Q. After years of shoveling snow, we hired a snowplow service for the first time this year. What a mistake - winter's barely begun and the edges of our beautiful lawn are already a mess! Should we try to collect and somehow protect the strips of sod that the plow has dug up and fill in the trenches from the plow's wheels now, or just wait until spring?
A. Unfortunately, there's really not much you can do for the damaged parts of your lawn until spring arrives. Once ripped from the ground, cold temperatures quickly kill exposed strips of sod. And, trying to fill in tire ruts now - even if you could find good quality topsoil - is likely a losing battle until the plow season is over.
Meanwhile, here are a couple of suggestions for what you can do through the remainder of this winter to protect rest of your lawn.
First, meet with the owner of your snowplow service. Take a walk along your driveway and point out the areas of concern. Also discuss strategies for reducing damage through the remainder of the winter.
One question to ask/answer is whether it's really necessary to clearing every square inch of pavement every time it snows, or might it be possible to use part of a two car-width driveway for snow storage, for example? Also, just because the stakes set by the plow service are right at the edge of the driveway, is it really necessary to plow right up to them?
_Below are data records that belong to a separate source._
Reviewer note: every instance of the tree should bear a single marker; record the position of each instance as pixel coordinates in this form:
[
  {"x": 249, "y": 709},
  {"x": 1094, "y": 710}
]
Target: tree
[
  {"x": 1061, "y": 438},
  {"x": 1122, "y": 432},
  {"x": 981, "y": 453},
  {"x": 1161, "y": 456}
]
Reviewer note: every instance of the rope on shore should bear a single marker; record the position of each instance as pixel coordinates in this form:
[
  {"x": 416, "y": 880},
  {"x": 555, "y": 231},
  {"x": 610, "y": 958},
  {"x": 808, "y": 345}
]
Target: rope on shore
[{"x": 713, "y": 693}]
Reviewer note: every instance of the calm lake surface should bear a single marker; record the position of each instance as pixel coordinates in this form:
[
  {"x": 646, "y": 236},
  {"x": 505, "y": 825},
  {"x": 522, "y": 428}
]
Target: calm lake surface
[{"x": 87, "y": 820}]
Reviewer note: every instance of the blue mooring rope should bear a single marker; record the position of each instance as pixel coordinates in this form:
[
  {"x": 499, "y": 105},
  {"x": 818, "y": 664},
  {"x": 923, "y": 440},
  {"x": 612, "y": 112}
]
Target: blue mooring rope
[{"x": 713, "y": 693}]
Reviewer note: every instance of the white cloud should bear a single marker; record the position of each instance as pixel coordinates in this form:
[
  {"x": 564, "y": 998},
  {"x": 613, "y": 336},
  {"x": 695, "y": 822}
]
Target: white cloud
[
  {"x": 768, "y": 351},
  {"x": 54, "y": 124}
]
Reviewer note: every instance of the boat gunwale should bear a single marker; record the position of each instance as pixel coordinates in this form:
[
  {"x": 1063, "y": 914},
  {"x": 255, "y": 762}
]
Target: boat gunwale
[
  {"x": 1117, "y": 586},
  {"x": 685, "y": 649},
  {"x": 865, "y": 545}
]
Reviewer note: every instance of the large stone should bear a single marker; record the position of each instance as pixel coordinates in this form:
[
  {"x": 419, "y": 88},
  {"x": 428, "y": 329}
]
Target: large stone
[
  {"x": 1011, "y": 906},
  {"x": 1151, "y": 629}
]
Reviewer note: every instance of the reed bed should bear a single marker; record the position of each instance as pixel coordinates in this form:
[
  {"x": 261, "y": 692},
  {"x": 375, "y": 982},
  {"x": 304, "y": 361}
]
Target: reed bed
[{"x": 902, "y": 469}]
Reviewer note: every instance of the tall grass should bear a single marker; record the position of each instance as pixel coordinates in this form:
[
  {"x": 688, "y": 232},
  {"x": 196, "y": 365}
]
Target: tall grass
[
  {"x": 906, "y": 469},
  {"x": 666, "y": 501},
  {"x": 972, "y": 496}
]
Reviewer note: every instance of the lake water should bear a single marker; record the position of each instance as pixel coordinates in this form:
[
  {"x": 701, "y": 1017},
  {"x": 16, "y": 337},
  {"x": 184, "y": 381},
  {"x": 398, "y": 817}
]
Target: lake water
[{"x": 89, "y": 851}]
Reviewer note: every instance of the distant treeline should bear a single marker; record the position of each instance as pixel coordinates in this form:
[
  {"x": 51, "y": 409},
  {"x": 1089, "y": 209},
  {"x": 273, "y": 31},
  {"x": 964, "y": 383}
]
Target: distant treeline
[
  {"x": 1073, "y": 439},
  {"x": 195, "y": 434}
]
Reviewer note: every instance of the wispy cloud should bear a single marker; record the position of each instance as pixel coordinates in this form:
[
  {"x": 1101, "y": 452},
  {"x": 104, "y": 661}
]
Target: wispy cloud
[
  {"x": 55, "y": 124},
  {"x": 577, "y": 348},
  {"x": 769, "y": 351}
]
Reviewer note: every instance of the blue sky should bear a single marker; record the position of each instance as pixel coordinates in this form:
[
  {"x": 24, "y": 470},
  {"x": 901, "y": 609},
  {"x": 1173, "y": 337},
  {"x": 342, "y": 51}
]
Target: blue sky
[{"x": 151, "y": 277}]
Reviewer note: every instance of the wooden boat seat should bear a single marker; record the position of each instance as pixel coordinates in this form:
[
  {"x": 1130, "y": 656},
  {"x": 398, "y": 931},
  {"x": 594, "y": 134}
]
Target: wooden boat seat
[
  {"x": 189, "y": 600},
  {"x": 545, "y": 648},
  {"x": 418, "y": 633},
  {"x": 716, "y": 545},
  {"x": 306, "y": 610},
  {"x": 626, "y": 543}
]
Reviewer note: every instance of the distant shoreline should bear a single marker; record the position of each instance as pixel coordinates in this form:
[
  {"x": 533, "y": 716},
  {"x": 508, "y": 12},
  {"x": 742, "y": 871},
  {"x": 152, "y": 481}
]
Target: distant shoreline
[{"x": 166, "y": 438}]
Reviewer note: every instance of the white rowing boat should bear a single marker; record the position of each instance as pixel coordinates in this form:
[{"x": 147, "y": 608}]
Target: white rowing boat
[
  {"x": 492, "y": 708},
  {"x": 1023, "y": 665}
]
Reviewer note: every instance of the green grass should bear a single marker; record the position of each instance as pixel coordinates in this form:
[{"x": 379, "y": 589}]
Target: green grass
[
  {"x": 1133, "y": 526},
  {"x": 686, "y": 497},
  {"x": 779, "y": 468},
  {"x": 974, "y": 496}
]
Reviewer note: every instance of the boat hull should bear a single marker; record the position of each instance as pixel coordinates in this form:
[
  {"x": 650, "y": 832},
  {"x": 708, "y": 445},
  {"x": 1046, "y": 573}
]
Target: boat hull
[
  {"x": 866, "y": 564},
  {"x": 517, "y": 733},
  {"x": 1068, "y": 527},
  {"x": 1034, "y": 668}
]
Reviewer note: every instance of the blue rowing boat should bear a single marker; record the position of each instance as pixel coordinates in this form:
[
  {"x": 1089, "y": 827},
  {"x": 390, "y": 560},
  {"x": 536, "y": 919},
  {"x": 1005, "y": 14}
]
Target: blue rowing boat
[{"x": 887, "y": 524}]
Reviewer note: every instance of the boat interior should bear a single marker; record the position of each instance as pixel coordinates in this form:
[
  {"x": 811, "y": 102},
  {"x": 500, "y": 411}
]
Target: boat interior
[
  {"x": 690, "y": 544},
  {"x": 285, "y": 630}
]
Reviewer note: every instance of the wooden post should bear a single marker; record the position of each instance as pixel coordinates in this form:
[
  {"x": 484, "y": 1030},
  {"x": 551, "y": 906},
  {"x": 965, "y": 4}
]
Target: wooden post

A second option could be to "sacrifice" the most severely damaged part of your lawn. Since you're going to need to regrade and reseed it next spring anyway, maybe you could designate that area for snow storage through the remainder of the winter?
Looking to the future, many snowplow services factor in spring lawn repair as part of their service. If yours doesn't, then it'll be time to find a new company next year.
You may also want to consider eliminating parts of your lawn that are most likely to be damaged by snowplows? Instead, fill these spots with a combination of snowplow and salt "tolerant" bulbs, groundcovers, perennials and shrubs - such as liriope (foreground), yellow-flowering `Happy Return' daylilies (middle), and pink-flower ‘Frau Dagmar Hastrup’ rugosa rose (background) in the picture above.
Because the growing points of perennials and bulbs are at or below the soil surface they're pretty much out of harm's way from snowplows. Meanwhile, many shrubs have the ability to send up new shoots from their crowns and/or roots. Therefore, they can be cut back practically to the ground in the spring to remove damaged branches, then left on their own to send up new shoots that will bear flowers by June or July!